Medical therapy with interferon has been reported to have some benefit in patients with large lesions with size-related complications and not suitable for surgery. 21 After surgery for GTS, patients are followed up with serial CT imaging at least once every 6 months for the first year and then yearly for the minimum next 4 years, as late recurrences of GTS have been described and also seen in our case series. 17 Two of our cases showed the development of new lesions with GTS transformation (which were not seen in the initial scans) during/post completion of chemotherapy. Hence, follow-up imaging plays a very crucial role. We acknowledge that our study is limited by its retrospective nature and the small numbers. However, generation of real-world data plays a significant role in guiding treatment decisions in rare entities like GTS.

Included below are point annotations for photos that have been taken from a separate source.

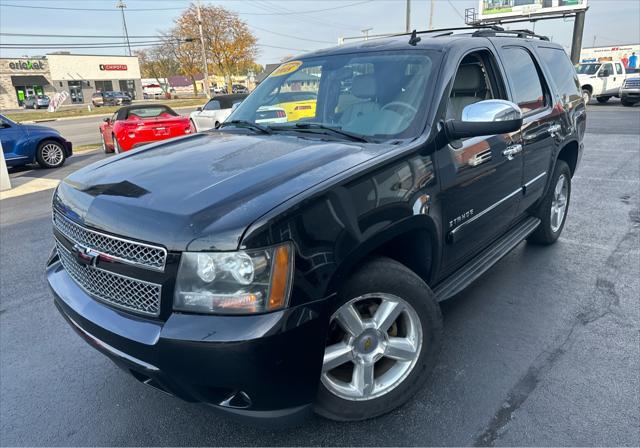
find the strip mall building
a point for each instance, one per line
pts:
(79, 75)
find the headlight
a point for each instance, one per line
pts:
(243, 282)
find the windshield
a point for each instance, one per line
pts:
(377, 94)
(588, 69)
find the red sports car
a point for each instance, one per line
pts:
(132, 126)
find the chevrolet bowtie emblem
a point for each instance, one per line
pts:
(85, 256)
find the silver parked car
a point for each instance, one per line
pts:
(36, 102)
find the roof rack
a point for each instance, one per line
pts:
(517, 33)
(480, 31)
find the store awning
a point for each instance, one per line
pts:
(35, 80)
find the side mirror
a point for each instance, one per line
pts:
(486, 117)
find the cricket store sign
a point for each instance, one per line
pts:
(113, 67)
(26, 65)
(57, 100)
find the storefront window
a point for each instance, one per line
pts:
(128, 86)
(104, 86)
(75, 92)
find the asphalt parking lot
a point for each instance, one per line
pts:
(542, 350)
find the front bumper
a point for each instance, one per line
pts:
(261, 368)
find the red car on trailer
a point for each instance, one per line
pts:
(132, 126)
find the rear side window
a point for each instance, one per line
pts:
(562, 72)
(525, 80)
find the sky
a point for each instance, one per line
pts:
(283, 27)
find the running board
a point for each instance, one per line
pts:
(482, 262)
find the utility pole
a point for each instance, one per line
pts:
(122, 5)
(576, 41)
(204, 53)
(431, 14)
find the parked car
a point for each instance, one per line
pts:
(271, 270)
(36, 102)
(132, 126)
(110, 99)
(28, 143)
(630, 91)
(214, 112)
(601, 80)
(239, 88)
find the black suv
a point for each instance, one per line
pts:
(272, 270)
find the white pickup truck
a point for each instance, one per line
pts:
(601, 80)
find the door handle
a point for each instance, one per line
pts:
(511, 151)
(554, 129)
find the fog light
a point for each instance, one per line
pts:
(206, 268)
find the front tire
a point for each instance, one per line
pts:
(116, 146)
(105, 147)
(552, 211)
(50, 154)
(384, 337)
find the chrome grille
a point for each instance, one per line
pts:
(118, 290)
(126, 251)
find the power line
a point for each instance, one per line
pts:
(281, 10)
(75, 36)
(291, 36)
(63, 8)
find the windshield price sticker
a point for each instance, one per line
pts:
(286, 68)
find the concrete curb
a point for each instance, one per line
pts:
(48, 120)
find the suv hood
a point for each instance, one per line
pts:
(207, 186)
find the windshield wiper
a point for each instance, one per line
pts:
(246, 124)
(323, 128)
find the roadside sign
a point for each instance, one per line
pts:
(496, 10)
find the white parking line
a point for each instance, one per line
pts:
(32, 186)
(604, 179)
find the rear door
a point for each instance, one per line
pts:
(541, 122)
(10, 135)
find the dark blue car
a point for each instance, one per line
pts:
(28, 143)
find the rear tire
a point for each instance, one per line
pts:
(50, 154)
(400, 333)
(554, 206)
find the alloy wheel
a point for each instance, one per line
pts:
(559, 203)
(374, 343)
(52, 154)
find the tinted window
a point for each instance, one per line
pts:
(212, 105)
(525, 81)
(562, 72)
(150, 112)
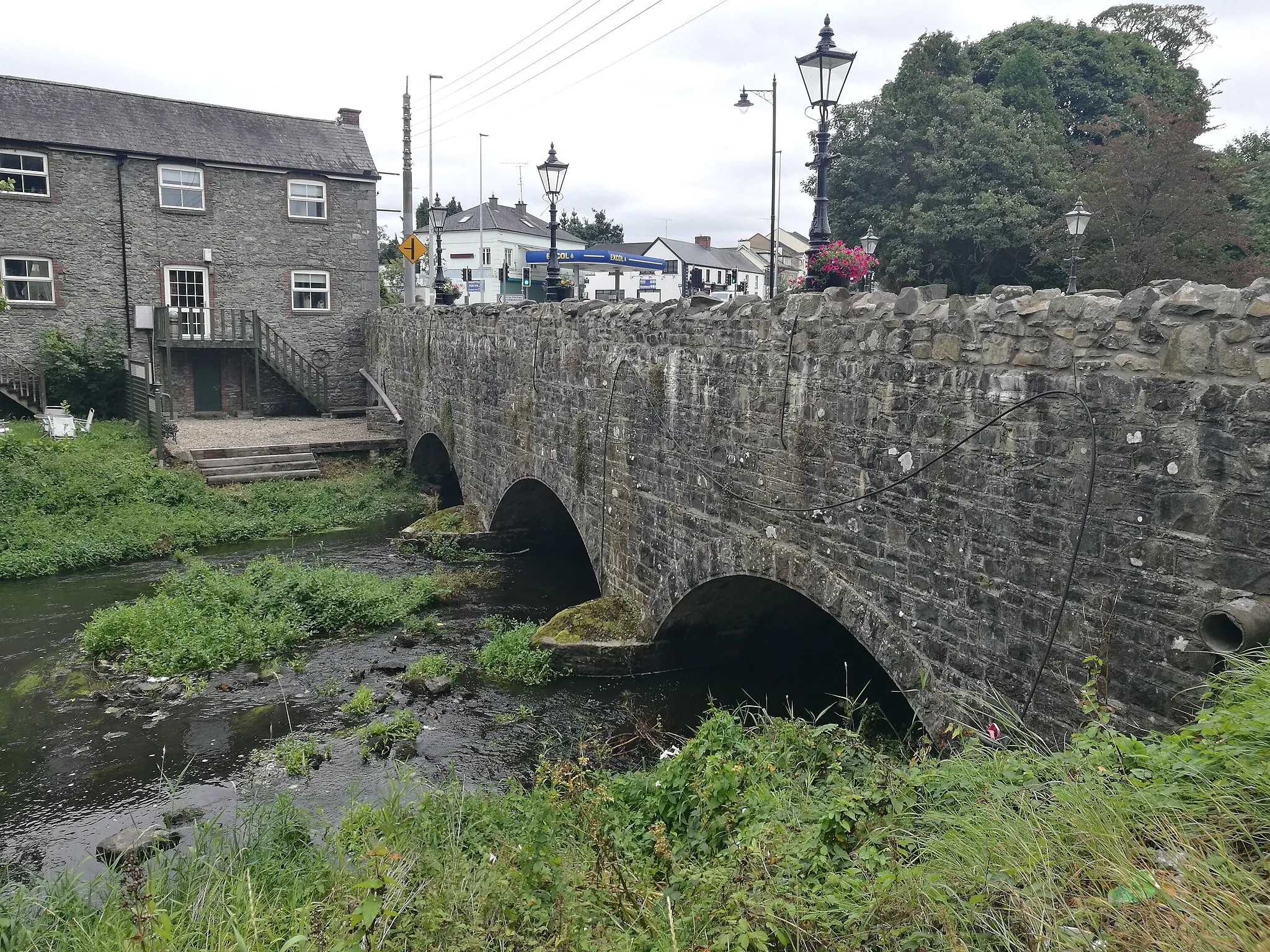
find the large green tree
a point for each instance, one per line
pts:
(957, 182)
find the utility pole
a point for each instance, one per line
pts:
(432, 231)
(407, 197)
(481, 211)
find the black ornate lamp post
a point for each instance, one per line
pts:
(869, 244)
(744, 104)
(551, 172)
(825, 74)
(437, 216)
(1077, 220)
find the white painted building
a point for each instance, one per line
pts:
(691, 268)
(488, 244)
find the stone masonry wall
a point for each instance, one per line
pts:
(254, 249)
(660, 431)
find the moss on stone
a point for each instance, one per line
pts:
(459, 518)
(602, 620)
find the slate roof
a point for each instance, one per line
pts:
(696, 255)
(502, 218)
(63, 115)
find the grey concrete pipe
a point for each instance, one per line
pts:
(1236, 626)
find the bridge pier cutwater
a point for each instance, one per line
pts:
(701, 457)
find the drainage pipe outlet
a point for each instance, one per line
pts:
(1236, 626)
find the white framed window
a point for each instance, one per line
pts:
(186, 289)
(29, 281)
(180, 187)
(27, 170)
(310, 291)
(306, 200)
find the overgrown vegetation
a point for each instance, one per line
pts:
(361, 703)
(87, 375)
(510, 655)
(968, 157)
(202, 619)
(435, 666)
(100, 499)
(765, 833)
(379, 738)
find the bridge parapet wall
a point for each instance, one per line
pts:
(698, 439)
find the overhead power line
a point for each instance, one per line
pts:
(558, 63)
(451, 89)
(609, 66)
(549, 52)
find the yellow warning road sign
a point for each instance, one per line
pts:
(413, 249)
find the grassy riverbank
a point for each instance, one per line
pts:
(102, 499)
(201, 619)
(771, 834)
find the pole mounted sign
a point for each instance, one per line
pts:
(413, 249)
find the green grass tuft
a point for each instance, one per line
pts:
(202, 619)
(510, 655)
(102, 499)
(379, 738)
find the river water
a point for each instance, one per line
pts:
(74, 770)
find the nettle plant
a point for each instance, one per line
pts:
(836, 266)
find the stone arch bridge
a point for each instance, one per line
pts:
(704, 452)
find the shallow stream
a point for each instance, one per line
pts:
(74, 770)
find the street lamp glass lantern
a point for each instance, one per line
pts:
(1078, 219)
(551, 172)
(869, 242)
(826, 69)
(437, 214)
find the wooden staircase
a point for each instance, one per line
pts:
(20, 384)
(255, 464)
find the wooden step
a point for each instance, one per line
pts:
(257, 477)
(229, 452)
(233, 462)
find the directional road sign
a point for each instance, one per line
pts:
(413, 249)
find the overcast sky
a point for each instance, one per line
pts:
(652, 138)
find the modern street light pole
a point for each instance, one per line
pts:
(1077, 220)
(869, 244)
(437, 223)
(744, 104)
(825, 74)
(551, 172)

Patients with NSGCTs from low middle-income countries like ours often present with large retroperitoneal or mediastinal masses that may not be amenable for surgical excision due to their extent and often remain on follow-up. 22 There is also a higher rate of treatment abandonment among our patients with testicular cancer when compared with their Western counterparts, which in turn increases the likelihood of GTS transformation of residual masses. 22 This reiterates the need for early recognition of GTS among our patients, considering that timely surgery is curative.

Conclusion

GTS is a rare entity characterized by the increase in size of metastatic lesions in patients with NSGCTs on or following chemotherapy, in the presence of normal serum tumor markers. Diagnosis is made on serial radiological imaging and presence of only residual mature teratoma on the excised surgical specimen. Radiological features in favor of GTS are the development of better-defined lesions with development of cystic areas, fat density, and calcifications. Early clinicoradiological diagnosis followed by complete surgical excision improves survival outcomes of these patients and avoids unnecessary and futile escalation to other lines of chemotherapy.